Angela Epstein

Andy Burnham isn’t the answer to Labour’s woes

Andy Burnham has his eyes on Westminster (Getty images)

There was a palpable feeling of euphoria across my home city of Manchester when the Gallagher brothers finally buried years of ferocious feuding and reunited Oasis. After all, we Mancunians are nothing if not effusive in both pride and ownership when success blooms in our own back yard. We feel it personally. So, as Keir Starmer struggles through the gluey mess of the Mandelson/Epstein (no relation) scandal, are we locals cheerleading Andy Burnham’s mooted leadership plans? Don’t bet on it.

Are we locals cheerleading Andy Burnham’s mooted leadership plans? Don’t bet on it

Our Mayor of Greater Manchester is reportedly circling to challenge the Prime Minister. Burnham has never been shy about his ambitions – even if he seems to detest Westminster – and at Labour’s party conference later this month he is said to be calling for a ‘reset’. One involving himself, perhaps?

Mancunians are hardly thrilled about Burnham’s game plan and with it the possibility of a local(ish) lad in Number 10. In fact, rather than inspiring a plume of civic pride, it feels as though Manchester is nothing more than a stepping stone for the so-called King of the North to march back to Westminster. If Burnham returns to the Commons, it’s unlikely he’ll be focusing on constituency issues, given that his whole purpose in returning to the Commons will be to defenestrate Labour’s already flailing leader.
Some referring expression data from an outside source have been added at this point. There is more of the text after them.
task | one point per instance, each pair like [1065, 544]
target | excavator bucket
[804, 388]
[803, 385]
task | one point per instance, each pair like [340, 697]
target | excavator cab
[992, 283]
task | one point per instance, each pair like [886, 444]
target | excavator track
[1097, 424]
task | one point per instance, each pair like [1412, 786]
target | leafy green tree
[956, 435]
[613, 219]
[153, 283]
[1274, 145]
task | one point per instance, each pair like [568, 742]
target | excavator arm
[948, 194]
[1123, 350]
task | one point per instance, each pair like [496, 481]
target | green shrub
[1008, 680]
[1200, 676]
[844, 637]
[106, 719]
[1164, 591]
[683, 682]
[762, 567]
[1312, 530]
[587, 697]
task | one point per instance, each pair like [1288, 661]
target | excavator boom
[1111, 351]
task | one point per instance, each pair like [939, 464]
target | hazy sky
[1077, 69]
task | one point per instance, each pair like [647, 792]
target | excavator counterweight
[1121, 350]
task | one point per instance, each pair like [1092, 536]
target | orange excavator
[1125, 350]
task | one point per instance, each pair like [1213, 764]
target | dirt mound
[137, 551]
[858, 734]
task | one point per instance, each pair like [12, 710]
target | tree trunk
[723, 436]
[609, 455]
That Burnham nurses such ambition is hardly a shocker. The 55-year-old father of three has twice before run for the party leadership in 2010 and 2015. What’s more, he’s now backed a soft-left campaign group, “Mainstream,” which is calling for wealth taxes, nationalising utilities and scrapping the two-child benefit cap. To top it off, Burnham has backed Lucy Powell, the MP for Manchester Central, to become the next deputy leader of the Labour parliament. Moves which all conspire to form the groundwork for a leadership bid.

But here’s the rub: Burnham needs a successful Manchester by-election to get him back into Parliament. And while he maintains he is ‘one of us’, it sticks in the craw to think of the deployment of such political choreography to ensure easy passage back into Parliament. That’s why locals like me bristle at being treated as a staging ground for his national ambitions.
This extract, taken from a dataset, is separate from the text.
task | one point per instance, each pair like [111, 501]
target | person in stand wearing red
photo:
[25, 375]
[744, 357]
Burnham is, of course, a man who has rallied against Westminster politics. He has said SW1 is ‘a living nightmare’ and that politics down shout is ‘deeply dysfunctional’ and ‘poisonous’. Burnham also claimed that Northerners can face discrimination in London, ‘in certain walks of life’. So why does he want to go back?

Burnham certainly has his fans up North. He has been elected three times as Mayor of Greater Manchester, winning a thumping 63 per cent in 2024. And, on the occasions I’ve met him, he’s struck me as personable, affable, even decent. But Greater Manchester constituencies have enough of their own problems to deal with. At a time when trust in Labour is shot, a parachute candidacy is an insult to all of us in this part of the country. It risks alienating the very voters Burnham claims to champion. If he and his supporters want grassroots respect then they shouldn’t be using Manchester as a Trojan horse for political ambition. They should earn our trust.
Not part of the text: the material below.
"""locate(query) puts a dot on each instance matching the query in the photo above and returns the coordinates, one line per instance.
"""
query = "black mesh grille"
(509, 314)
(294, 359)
That’s not to say that, as a mayor, Burnham hasn’t done good things for our city. He has helped introduce the Bee Network, bringing buses back under local control, capped fares, and moved towards an integrated bus–tram–rail system. His ‘A Bed Every Night’ and Housing First pilot schemes have made some inroads into the numbers of people sleeping rough. Burnham was also impressive as he stood up to Westminster during the tier wars of the Covid pandemic.

But there have been some slips along the way. Burnham was at the wheel when Greater Manchester Police was put in special measures in 2020 for not recording tens of thousands of crimes. There has also been slow progress on child exploitation cases. Meanwhile, Burnham’s flagship Clean Air Zone  plans lost credibility after being watered down following fierce opposition.

In other words: we see you, Mr Burnham. Manchester knows your strengths – and shortcomings. Taking Northern loyalty for granted is a dangerous miscalculation.

The question of whether Burnham, a throwback politician from a different, Blairite era, makes for a sound opponent to Starmer is for another day. But if he wants to go back to national politics then he must earn that right – not least as Nigel Farage is sure to throw the kitchen sink at any seat Burnham contests. Reform is right to do so: the North deserves more than to be the convenient springboard for a return to Westminster.

Oasis achieved a spectacular comeback on their own merit and once again scorched their names on local hearts. If Burnham wants to do the same, it must be clear it is for the good of the electorate he intends to represent: asking the people of Manchester what he can do for them; not what they can do for him.